Sunday, July 31, 2011

Summer Vegetable Couscous

Another one to credit to Sandra Lee! Can't wait to try this with the Moroccan Spiced Chicken tonight! Sure to be good!


Summer Vegetable Couscous

1 T canola oil (I'm using olive oil)
1 6.3 oz box original toasted giant pasta pearls couscous by Casbah
1 t chicken seasoning
2 c chicken broth
1/2 c diced yellow bell pepper
1/2 c diced zucchini
3/4 t salt
1/2 t ground pepper

In a medium saucepan, heat oil over medium heat. Add couscous and chicken seasoning. Mix well. Cook, stirring frequently, for 4 minutes, or until lightly browned. Gradually stir in broth. Add pepper , zucchini, salt and pepper. Bring to a boil. Cover and reduce heat to medium low. Simmer for 12 minutes, or until liquid is absorbed.

Moroccan Spiced Grilled Chicken

While searching for something new and yummy to make tonight, Barry came across this. I won't be marinating for six hours. We'll see how they turn out (should be fine)!
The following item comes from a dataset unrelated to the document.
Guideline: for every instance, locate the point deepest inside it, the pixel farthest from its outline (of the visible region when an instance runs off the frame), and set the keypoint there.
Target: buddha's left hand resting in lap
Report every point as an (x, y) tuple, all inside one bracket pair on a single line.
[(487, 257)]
Moroccan Spiced Grilled Chicken

1/2 c plain yogurt
1/2 c chopped fresh cilantro
1 T olive oil
2 cloves garlic, minced
1 1/2 t paprika
1 1/2 t ground cumin
1/2 t salt
1/2 t fresh ground pepper
4 boneless, skinless chicken breasts

Mix marinade ingredients (everything but the chicken) in a medium-sized bowl. Add chicken and coat thoroughly. Cover in plastic wrap and chill in refrigerator overnight. Grill over high heat and cook through; a few minutes on each side. Be careful not to overcook, as it will dry the chicken out.

Friday, July 29, 2011

Scalloped Cabbage

Ok, I know a lot of you are going to think I'm crazy for posting this, but we had cabbage from our produce delivery, and I am always up for a new recipe. This is SO GOOD! Highly recommend it!


Scalloped Cabbage

2 T butter
1 medium head of cabbage, cored and sliced thin
1 large onion, chopped
1 1/2 c milk
4 eggs, lightly beaten
1 c crushed crackers
1 t salt
1/2 t black pepper
1 c shredded cheese

Preheat oven 350. Grease a 9x12 casserole dish. Melt 1 tablespoon of butter in a large pot over medium heat. Add cabbage and onion and cook for about 20 minutes, or until tender, stirring often. Add milk and bring to a boil. Reduce heat to low and simmer for 5 minutes. Gently pour in eggs, stirring constantly. Stir in 3/4 of the cracker crumbs, the salt and pepper. Pour into casserole dish, top with remaining cracker crumbs and cheese. Bake for 30 minutes.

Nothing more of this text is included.